友咲の叫んだ先に佐藤さんを見つけて、私の腕にゾワゾワっと鳥肌が立った。常人では決して約束もしていない、連絡先も知らない相手を勘だけで見つけ出すなんて芸当は出来ない。それを無意識にやってのける友咲は、ある意味野生児なのかも知れない…と心の中でちょっとだけ思った。

佐藤さんは手にパンの耳が入った袋を持っていた。よく見るとそれはパン屋さんで時々売っているパン耳ラスクだった。多分優しいパン屋のおじさんが佐藤さんにあげたものだろう。あのおじさんなら想像が付く。

大きく手を振った友咲に、佐藤さんは小走りで近寄ってきた。かなりホッとした表情を見るに私たちが学校に行ってる間、何かあったのかも知れない。


「パン屋のおじさんが#天馬寺__てんまじ__#を教えてくれたんですけど…」

言い淀む佐藤さんの表情は少し不安げだった。

私が佐藤さんに聞くより早く、友咲が佐藤さんを気遣わしげな目で見つめながら尋ねた。

「何かあったんですか?」

友咲と並んだ私の顔を交互に見ながら、佐藤さんは私たちが学校に行っている間に起こったことを話してくれた。


朝私たちと別れた後、オープンしたパン屋さんで優しくして貰ったこと。自然のある場所を探していると伝えたら、おじさんが自然公園を教えてくれたこと。探検気分で到着した自然公園で、やっと住居が決まるかも知れないと嬉しくなったこと。公園の管理を任されている案内所にいるおじさんに話を通そうと思ったら冷たくあしらわれたこと。逃げるように公園を出たら迷子になり、ミイラになるかも知れないと不安に襲われたこと…

最終的に何とか知っている場所に戻ることが出来て、再びパン屋のおじさんを頼って泣きついたのだと話し終わると、佐藤さんは手にしていたパン耳ラスクを口に運んだ。


私たちが学校に行っている間、佐藤さんは子どもがするような大冒険を繰り広げていたらしい。

思った以上に壮大な話になっていた事に驚きつつも、土地勘のない場所だし常識からズレている佐藤さんのことを考えると、ちょっとした冒険譚になるのも頷ける気がした。


「パン屋のおじさんに天馬寺、教えてもらってたんだね!」

ちょうど良かったと笑顔の友咲が、佐藤さんの手を握った。花の女子高生が裸の大将みたいな見た目のおじさんの手を躊躇なく握るのはどうかと思うけど、友咲はそんなことお構いなしだった。
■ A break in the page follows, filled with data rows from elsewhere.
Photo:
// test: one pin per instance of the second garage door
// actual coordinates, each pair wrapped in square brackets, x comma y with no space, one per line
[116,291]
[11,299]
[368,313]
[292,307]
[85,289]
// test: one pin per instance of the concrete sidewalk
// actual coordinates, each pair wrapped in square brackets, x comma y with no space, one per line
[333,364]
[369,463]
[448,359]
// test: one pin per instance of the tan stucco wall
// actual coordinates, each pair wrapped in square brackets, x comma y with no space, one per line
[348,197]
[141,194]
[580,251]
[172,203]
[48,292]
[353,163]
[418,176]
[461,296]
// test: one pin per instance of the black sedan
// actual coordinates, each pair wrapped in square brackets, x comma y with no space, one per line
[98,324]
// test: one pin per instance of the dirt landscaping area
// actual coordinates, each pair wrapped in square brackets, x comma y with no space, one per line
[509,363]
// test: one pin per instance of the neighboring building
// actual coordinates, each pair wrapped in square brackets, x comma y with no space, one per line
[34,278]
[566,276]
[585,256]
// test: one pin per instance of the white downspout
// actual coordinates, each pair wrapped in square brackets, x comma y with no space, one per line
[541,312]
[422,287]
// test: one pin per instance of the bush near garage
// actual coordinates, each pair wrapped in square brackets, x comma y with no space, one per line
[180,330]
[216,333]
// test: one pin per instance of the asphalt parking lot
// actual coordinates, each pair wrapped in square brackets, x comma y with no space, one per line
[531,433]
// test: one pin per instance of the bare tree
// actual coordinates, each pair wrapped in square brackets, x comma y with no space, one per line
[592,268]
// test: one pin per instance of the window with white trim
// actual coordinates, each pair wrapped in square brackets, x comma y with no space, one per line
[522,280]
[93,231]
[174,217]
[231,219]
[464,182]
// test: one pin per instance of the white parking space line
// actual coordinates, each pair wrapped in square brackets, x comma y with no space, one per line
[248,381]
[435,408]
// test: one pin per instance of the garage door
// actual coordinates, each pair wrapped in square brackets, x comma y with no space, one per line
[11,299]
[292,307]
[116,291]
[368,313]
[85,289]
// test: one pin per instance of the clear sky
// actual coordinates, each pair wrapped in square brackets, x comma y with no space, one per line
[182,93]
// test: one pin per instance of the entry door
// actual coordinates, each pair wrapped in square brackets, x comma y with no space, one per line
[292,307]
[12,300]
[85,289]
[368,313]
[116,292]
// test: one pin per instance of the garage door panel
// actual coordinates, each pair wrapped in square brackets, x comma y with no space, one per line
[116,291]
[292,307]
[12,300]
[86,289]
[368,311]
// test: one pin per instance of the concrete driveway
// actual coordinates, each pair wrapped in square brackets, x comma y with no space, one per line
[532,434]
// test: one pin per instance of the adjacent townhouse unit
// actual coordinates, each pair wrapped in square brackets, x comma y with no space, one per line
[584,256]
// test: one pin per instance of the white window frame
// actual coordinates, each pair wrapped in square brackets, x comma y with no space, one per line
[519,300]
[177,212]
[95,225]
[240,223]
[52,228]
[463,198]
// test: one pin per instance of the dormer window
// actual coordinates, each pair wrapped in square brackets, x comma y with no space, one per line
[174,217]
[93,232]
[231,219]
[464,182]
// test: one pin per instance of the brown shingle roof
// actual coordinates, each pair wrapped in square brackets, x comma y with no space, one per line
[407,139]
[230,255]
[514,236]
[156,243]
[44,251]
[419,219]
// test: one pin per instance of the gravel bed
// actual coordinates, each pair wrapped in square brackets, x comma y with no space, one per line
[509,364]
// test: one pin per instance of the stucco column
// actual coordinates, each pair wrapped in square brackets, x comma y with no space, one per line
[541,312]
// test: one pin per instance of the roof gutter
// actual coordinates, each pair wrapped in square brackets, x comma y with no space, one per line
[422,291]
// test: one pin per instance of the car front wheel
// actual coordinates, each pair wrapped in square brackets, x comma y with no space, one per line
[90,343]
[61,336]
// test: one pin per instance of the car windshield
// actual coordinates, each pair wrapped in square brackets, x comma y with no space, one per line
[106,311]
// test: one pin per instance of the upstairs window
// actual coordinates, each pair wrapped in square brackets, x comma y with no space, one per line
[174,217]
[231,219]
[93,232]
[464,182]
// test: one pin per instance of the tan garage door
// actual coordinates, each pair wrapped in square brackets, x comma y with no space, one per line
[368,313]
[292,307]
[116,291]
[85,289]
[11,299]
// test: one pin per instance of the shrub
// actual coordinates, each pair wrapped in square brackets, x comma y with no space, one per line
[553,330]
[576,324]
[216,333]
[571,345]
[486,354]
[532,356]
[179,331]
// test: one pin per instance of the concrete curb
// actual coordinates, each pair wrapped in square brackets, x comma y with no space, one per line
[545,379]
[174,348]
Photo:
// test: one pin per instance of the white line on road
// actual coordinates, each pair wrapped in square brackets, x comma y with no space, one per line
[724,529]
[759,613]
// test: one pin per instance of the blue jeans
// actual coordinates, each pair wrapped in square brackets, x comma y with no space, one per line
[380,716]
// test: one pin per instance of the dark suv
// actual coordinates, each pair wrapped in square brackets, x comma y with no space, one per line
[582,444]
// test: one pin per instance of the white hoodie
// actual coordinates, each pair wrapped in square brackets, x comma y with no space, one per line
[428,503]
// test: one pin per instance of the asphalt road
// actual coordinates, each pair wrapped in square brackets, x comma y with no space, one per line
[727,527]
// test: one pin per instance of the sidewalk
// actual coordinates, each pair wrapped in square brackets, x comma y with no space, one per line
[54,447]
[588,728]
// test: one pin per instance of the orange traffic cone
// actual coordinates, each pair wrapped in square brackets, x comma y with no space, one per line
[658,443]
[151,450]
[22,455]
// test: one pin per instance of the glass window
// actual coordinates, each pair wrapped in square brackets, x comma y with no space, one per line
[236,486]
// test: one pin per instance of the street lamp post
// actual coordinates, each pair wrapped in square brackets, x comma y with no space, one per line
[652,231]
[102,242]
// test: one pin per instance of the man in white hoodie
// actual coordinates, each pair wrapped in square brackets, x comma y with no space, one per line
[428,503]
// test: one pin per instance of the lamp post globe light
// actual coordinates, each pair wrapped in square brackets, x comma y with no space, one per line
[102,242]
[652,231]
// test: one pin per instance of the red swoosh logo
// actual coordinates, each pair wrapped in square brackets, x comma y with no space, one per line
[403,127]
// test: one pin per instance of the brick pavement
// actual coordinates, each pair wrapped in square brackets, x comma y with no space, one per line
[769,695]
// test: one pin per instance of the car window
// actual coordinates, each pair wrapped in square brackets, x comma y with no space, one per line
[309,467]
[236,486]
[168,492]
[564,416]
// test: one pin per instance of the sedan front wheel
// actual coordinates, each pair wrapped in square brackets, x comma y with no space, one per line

詳しく聞くとパン屋のおじさんが、天馬寺の住職さんに連絡して佐藤さんのことを話してくれたそうだ。それなら、どうしてこんな駅から少し離れたところをウロウロしてるのか分からない。話が通っているのなら、自然公園のような事にはならないはずなのに…

「話が通っているなら、どうして天馬寺に行かないんですか?」

私の心を代弁する形で尋ねる友咲に、佐藤さんはモジモジしながらボソッと呟いた。

「話は通してもらってるんですけど…ちょっと怖くなっちゃって…」


私と友咲は顔を見合わせて「なるほどね」と納得した。自然公園の管理を任されているおじさんは、この辺りでは鬼ジジイとして有名な人なのだ。今の子どもたちはおろか、私のお母さんの世代でもあのおじさんが笑ってるのを見た人はいないらしい。

あの強面のおじさんに心を折られた後なら、どんなに大丈夫と言われても次の一歩はかなりの勇気が必要になるかも知れない。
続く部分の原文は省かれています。